Para muitas pessoas que possuem um aparelho móvel e acesso a internet, esses itens podem parecer básicos e, de fato, são considerados essenciais para comunicação, locomoção e acesso à informação na atualidade. No entanto, possuir um smartphone e um plano de internet de qualidade não é tão natural quanto pode parecer. Afinal, o Brasil ainda apresenta um quadro de desigualdade digital, em que muitas pessoas não têm acesso pela internet por falta de condições financeiras ou por não saberem utilizar bem esse recurso.
Francisco Machado Filho aponta que a “curva de adesão” da internet se acentuou muito mais rapidamente que a da televisão, mas, ainda assim, a TV aberta desempenha um papel importante na sociedade brasileira, garantindo acesso a conteúdo jornalístico – principalmente, informativo e utilitário – além de entretenimento para muitos que sofrem com a desigualdade digital, mas que têm um aparelho televisivo em casa”. Ao ser questionado sobre o futuro da TV aberta no Brasil, o professor respondeu: “Essa é a pergunta de ‘um milhão de dólares’”.
O fato é que ela ainda vai percorrer um longo caminho, até porque por mais revolucionário que seja o negócio dos streamings, ele ainda não é capaz de abarcar os níveis de audiência simultânea como faz uma rede televisiva.
“O maior evento ao vivo de streaming no mundo até hoje foi o último Super Bowl” – um evento esportivo estadunidense. Foram 15 milhões de pessoas assistindo no streaming. Na TV aberta nos Estados Unidos, foram 120 milhões. Então, se esses 120 milhões fossem para o streaming, ele cairia”, explica.

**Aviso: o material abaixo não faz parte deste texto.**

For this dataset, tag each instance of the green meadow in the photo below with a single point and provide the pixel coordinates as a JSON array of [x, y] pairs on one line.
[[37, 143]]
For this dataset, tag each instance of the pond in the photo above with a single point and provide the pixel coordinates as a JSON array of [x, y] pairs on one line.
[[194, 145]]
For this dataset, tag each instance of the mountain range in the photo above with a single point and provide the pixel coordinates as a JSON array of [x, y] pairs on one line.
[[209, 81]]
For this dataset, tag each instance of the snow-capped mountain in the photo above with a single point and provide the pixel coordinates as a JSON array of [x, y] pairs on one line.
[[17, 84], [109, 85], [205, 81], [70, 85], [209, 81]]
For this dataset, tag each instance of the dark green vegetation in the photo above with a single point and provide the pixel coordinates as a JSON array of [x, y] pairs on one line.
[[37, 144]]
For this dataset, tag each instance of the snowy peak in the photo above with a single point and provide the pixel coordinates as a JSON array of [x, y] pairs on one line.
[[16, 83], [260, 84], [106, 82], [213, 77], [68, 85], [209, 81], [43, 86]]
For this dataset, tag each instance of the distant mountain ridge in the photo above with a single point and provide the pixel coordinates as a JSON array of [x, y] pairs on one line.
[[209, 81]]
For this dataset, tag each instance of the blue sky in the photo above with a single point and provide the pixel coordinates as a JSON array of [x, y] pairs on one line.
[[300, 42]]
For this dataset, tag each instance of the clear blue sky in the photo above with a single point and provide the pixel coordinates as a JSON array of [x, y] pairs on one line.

Sobre as novelas, também fica claro que o gênero, que é inerente à cultura brasileira vem se reinventando não só na televisão aberta, pois vêm ganhando espaço no streaming a partir de produções feitas especificamente para as plataformas, como Beleza Fatal, sucesso do Max, e Guerreiros do Sol, que estreou neste mês de junho no Globoplay.